Is XSS input a threat if ONLY the same user will see it?

Question

What exactly can a malicious user gain if the XSS input he enters will be viewed only by him? Is there anything he can gain?

I understand how XSS is a problem when the malicious user input will be viewed by all site users. But if each user view only his own input, his malicious input will be viewed only by him, so my questions:

• can this affect other users indirectly in some way?
• what can he gain from this?

Answer 1

What an attacker can gain with viewing that the xss attack vector he found works, is just that :-) But! Then he can use that attack vector, and there are several ways to do that.

If it's a non-persistent XSS vulnerability (aka reflected), then probably by sending a link (most probably obfuscated via a urlshortener) to potential victims. If it's a persistent XSS vulnerability (i.e. stored as a comment like the one I'm writing now), then he would just make his post and wait.

Now, what he can gain is a big talk. Just think what you could do if you could inject a script tag into a web page. You could then load a whole javascript file from your server.

The malicious code would then steal some cookies perhaps (if those are not set httponly) and immediately post them via ajax to a backend application..which would probably notify the attacker and who knows..those cookies might be enough to login into that website as the victim.

Well..there are many things an attacker can do..so please eliminate all XSS vulnerabilities you might have.

XSS vulnerabilities mainly take advantage of the trust people have in other websites.

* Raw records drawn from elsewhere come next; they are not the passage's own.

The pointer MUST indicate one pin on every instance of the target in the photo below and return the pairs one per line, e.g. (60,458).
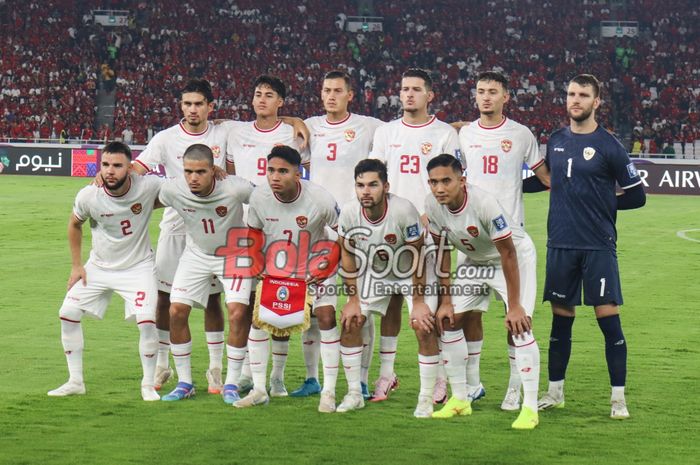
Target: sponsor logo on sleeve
(500,223)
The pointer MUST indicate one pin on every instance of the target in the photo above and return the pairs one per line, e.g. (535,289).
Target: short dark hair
(493,76)
(445,159)
(199,152)
(588,80)
(419,73)
(372,165)
(274,83)
(201,86)
(338,74)
(286,153)
(117,147)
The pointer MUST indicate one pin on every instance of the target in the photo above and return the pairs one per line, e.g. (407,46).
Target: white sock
(311,348)
(387,355)
(245,371)
(182,356)
(215,343)
(455,353)
(368,333)
(428,368)
(330,356)
(163,348)
(474,348)
(148,351)
(279,358)
(514,381)
(72,339)
(352,361)
(527,357)
(234,357)
(259,352)
(618,393)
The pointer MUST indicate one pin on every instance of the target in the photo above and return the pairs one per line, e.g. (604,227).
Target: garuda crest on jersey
(506,145)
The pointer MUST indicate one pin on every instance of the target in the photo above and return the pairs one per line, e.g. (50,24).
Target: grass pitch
(660,274)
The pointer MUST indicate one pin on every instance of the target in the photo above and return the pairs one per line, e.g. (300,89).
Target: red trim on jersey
(143,164)
(381,218)
(537,165)
(182,126)
(488,128)
(104,187)
(294,199)
(502,237)
(255,125)
(339,122)
(432,118)
(464,204)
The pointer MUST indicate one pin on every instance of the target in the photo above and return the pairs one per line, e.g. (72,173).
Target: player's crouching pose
(383,259)
(474,222)
(209,209)
(120,261)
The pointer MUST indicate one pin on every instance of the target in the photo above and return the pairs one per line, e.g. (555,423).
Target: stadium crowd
(52,61)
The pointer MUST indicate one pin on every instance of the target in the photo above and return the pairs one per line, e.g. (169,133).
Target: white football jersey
(248,148)
(208,218)
(474,227)
(399,225)
(494,158)
(167,148)
(119,225)
(335,150)
(299,223)
(406,149)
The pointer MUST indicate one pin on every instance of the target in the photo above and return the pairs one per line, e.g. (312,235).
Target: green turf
(660,274)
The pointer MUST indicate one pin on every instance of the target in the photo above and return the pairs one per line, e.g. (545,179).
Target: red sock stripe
(525,345)
(351,353)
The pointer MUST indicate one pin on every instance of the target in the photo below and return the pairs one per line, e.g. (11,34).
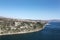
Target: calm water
(51,32)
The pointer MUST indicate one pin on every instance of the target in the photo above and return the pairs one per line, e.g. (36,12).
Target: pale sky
(30,9)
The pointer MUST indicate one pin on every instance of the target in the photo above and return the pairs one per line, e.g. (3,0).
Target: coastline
(36,30)
(22,32)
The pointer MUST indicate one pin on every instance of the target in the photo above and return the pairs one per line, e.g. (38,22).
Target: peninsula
(9,26)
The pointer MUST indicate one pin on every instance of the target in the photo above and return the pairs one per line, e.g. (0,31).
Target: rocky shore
(10,26)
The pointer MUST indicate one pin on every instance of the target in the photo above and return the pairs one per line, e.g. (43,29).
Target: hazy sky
(30,9)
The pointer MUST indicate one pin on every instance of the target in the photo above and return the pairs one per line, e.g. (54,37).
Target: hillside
(11,26)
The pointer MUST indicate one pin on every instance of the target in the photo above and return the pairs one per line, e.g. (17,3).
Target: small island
(10,26)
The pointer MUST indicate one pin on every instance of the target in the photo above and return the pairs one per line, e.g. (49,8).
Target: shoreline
(21,32)
(36,30)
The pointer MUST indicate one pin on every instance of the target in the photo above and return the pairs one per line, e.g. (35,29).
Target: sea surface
(50,32)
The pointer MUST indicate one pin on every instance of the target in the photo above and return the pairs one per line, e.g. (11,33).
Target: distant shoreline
(22,32)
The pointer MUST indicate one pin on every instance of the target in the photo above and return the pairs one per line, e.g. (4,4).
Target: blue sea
(50,32)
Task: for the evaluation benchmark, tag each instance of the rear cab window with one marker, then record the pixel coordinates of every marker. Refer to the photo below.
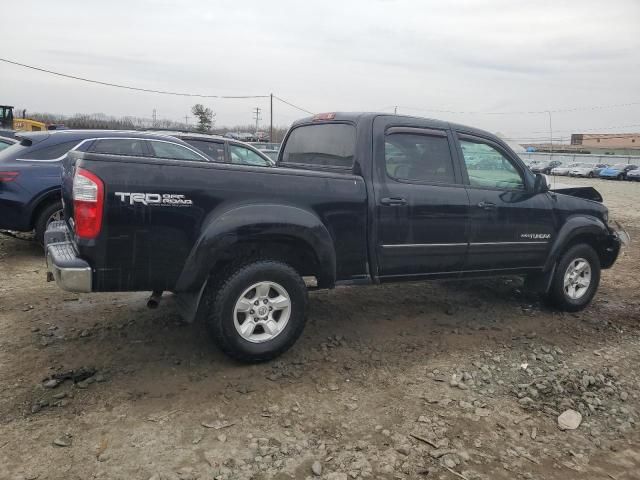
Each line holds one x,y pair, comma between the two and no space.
120,146
240,155
421,157
214,150
487,167
321,146
174,151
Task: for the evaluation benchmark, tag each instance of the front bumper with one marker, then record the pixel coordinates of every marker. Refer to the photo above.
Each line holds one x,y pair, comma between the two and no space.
70,272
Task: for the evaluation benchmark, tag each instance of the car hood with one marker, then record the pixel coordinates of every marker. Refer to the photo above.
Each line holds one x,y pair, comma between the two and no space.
588,193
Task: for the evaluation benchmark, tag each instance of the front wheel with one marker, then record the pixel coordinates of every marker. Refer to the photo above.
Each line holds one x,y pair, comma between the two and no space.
258,311
576,278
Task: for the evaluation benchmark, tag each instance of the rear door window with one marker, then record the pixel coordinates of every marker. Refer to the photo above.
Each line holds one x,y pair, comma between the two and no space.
50,152
487,167
214,150
174,151
120,146
243,156
322,145
419,158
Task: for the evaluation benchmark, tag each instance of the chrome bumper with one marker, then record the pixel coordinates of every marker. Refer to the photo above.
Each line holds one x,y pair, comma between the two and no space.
63,265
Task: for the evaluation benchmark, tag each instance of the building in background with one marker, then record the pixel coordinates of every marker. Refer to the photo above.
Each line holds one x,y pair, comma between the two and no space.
593,143
608,143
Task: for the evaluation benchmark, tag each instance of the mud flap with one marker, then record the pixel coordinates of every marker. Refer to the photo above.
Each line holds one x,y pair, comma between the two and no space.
188,304
540,282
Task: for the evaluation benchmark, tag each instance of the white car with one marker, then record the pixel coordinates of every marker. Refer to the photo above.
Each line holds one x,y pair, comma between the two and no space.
587,170
564,169
634,175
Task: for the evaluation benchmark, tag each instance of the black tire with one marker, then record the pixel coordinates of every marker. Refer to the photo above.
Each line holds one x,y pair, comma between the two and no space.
43,219
558,296
219,316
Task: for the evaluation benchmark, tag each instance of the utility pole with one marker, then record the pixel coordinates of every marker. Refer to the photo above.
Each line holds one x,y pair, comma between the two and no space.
257,117
550,135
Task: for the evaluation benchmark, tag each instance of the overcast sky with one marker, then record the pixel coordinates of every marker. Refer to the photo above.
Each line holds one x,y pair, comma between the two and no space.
423,56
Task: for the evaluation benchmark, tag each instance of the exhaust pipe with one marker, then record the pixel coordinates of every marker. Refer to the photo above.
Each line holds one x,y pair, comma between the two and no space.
154,299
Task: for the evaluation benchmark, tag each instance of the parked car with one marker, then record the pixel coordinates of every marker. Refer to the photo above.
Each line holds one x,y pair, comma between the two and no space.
564,169
587,170
634,175
265,145
225,149
356,199
272,154
6,142
30,171
619,171
545,166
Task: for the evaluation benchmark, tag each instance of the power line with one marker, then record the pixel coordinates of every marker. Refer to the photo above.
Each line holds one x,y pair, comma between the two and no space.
522,112
292,105
128,87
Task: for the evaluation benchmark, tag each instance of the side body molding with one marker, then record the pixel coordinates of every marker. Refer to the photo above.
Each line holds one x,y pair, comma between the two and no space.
257,223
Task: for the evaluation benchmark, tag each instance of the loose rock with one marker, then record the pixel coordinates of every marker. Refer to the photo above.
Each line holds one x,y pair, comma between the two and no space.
569,420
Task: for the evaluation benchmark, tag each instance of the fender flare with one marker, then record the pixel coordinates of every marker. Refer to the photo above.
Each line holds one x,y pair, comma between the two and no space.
575,226
256,223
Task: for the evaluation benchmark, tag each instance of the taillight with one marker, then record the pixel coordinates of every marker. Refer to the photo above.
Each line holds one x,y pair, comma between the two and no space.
88,202
8,176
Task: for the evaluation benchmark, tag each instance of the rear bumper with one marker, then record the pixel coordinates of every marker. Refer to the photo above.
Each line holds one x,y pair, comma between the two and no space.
70,272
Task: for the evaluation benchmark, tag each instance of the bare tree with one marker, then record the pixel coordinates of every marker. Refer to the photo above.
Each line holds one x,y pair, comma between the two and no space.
205,117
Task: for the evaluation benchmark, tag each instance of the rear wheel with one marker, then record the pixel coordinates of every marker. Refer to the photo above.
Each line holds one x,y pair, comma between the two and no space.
576,278
50,213
258,311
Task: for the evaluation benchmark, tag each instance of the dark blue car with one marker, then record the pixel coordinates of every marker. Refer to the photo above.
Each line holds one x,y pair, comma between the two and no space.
30,171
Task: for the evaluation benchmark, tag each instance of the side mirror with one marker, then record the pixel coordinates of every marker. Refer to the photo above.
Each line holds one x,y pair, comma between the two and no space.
541,185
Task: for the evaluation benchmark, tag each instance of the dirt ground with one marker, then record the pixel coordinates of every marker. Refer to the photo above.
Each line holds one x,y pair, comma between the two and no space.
444,380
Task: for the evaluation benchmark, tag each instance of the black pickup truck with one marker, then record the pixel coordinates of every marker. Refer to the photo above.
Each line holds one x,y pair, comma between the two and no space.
356,199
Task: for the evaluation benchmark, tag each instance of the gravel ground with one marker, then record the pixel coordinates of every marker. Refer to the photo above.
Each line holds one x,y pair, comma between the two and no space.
443,380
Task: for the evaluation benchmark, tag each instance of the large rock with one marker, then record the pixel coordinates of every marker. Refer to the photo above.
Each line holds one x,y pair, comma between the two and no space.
569,420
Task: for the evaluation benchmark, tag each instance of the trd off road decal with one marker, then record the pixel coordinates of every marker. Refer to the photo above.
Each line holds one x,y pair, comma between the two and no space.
536,236
154,199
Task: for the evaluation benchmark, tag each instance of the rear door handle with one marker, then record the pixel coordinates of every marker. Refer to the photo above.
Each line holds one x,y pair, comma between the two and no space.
487,205
393,201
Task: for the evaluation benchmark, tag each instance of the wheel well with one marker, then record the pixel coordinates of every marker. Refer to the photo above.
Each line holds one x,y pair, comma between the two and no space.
42,204
297,253
590,239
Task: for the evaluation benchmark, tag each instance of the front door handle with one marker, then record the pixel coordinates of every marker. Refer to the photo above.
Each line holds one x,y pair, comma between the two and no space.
393,201
487,205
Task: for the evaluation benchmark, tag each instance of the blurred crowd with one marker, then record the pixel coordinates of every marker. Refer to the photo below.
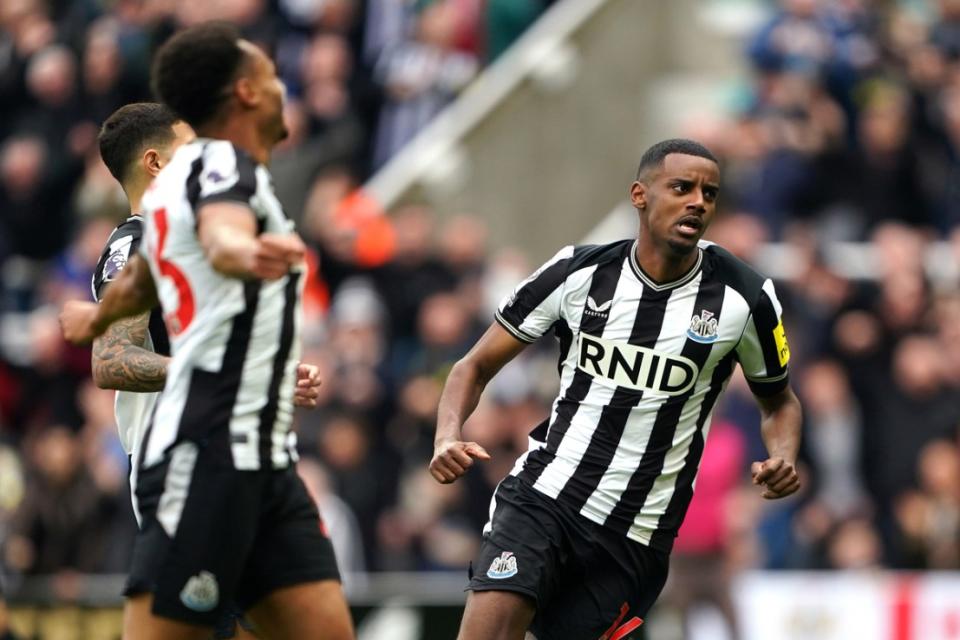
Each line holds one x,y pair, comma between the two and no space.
848,131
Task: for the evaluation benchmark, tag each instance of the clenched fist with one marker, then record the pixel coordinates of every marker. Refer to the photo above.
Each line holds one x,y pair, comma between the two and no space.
451,459
778,478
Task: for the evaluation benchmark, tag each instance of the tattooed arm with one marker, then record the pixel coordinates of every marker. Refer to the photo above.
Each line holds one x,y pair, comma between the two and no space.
121,362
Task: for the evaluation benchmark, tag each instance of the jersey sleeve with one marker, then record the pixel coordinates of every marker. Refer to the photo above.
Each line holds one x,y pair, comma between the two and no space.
123,243
534,305
225,174
763,351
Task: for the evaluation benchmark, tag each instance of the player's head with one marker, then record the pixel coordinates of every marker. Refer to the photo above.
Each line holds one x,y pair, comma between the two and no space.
138,140
208,74
676,192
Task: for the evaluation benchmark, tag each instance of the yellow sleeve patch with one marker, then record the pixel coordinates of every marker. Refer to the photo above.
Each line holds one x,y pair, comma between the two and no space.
783,349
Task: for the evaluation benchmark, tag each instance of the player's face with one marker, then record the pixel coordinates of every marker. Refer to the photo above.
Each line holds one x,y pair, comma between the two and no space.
677,203
263,76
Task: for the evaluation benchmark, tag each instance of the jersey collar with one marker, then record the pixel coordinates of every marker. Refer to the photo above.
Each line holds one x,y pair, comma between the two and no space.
650,282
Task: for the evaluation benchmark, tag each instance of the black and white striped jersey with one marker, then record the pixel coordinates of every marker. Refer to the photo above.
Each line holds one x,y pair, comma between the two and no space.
641,367
235,343
133,410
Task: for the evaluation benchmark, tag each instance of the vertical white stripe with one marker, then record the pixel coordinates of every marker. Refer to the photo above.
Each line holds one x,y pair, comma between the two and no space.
633,443
280,452
733,312
623,312
571,309
176,487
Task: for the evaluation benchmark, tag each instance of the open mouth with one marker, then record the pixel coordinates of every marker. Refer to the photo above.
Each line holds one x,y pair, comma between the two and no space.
690,225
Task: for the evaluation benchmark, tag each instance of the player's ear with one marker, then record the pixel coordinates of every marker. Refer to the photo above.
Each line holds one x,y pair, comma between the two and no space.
638,195
246,92
152,162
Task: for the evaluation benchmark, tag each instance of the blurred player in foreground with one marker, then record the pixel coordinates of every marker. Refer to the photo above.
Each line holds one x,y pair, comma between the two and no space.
224,515
136,141
650,331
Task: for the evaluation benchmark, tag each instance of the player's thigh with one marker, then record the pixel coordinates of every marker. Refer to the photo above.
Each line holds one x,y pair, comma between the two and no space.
290,546
199,523
614,586
308,610
496,615
139,623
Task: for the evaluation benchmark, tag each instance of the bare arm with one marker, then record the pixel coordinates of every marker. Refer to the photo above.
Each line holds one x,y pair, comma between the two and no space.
228,235
461,393
121,362
780,423
130,294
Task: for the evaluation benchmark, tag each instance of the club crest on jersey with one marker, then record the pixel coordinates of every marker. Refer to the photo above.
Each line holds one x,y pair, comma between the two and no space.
597,310
703,328
503,567
634,367
114,265
201,592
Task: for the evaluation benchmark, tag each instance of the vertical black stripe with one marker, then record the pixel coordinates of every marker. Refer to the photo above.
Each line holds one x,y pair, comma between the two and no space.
709,298
212,395
683,492
193,181
158,332
532,294
602,287
647,325
268,415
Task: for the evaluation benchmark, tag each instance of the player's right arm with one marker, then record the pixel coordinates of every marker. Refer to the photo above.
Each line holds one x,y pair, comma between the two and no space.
461,393
525,315
228,235
121,362
131,293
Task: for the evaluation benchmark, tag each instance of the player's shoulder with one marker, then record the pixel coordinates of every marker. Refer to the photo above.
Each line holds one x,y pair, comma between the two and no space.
122,243
131,227
224,152
732,271
589,255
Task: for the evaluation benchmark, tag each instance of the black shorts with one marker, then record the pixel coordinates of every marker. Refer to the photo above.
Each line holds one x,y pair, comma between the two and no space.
213,536
584,579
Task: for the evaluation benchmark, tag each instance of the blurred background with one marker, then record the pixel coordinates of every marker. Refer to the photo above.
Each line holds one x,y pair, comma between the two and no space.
440,150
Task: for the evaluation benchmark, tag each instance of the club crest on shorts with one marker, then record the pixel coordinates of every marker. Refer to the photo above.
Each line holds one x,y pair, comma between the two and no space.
503,567
703,328
201,592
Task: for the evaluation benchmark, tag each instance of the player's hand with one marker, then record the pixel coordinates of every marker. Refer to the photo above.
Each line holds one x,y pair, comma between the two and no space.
452,458
76,321
778,478
275,253
308,384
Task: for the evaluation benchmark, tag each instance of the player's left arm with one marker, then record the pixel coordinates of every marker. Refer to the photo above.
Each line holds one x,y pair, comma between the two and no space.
780,427
131,293
764,356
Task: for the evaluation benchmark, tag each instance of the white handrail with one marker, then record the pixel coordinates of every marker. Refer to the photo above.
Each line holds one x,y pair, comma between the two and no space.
524,57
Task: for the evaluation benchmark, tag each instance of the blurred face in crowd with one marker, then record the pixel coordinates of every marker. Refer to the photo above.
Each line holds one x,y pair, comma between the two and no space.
677,202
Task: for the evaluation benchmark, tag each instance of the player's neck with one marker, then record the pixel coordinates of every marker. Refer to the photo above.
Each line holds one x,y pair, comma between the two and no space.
660,263
135,198
241,134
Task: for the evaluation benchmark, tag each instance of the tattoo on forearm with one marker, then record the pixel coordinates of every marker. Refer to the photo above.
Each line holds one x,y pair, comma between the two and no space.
120,361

Don't underestimate the XSRF vulnerabilities which depend on the trust a website has on your browser (another big talk), and Sql Injection attacks.

A few tips (I'm sure you know all about it but for the sake of completeness:

• set httponly in cookies you use to authenticate users
• use htmlentities when printing user input back to your output
• use mysql_real_escape_string before storing user input into your db
• do not perform critical actions (i.e. save/delete/modify articles) using GET requests..use POST for those (xsrf).

Good luck!

UPDATE:

A few tools that can help:

• Chrome plugin : Websecurify
• Firefox Plugin: xss-me
• Windows App: NetSparker Community Edition (free)
• X-platrofm: SkipFish , wapiti
• Nessus

(I recommend SkipFish)

Answer 2

I guess not, but this isn't an A/B thing. Who knows WHAT the "script" part of that "XSS" does. Maybe the attacker found a vulnerability in your AJAX/javascript, and he is using an XSS-type attack to get a toolkit on your host. Again, we can speculate about what harm can befall from injection-type attacks all day, the bottom line is that if you can secure against it, do so. Every trick we can think of here is going to be one trick short of the list that an attacker is using.

Prepare for what you can predict, defend against the known.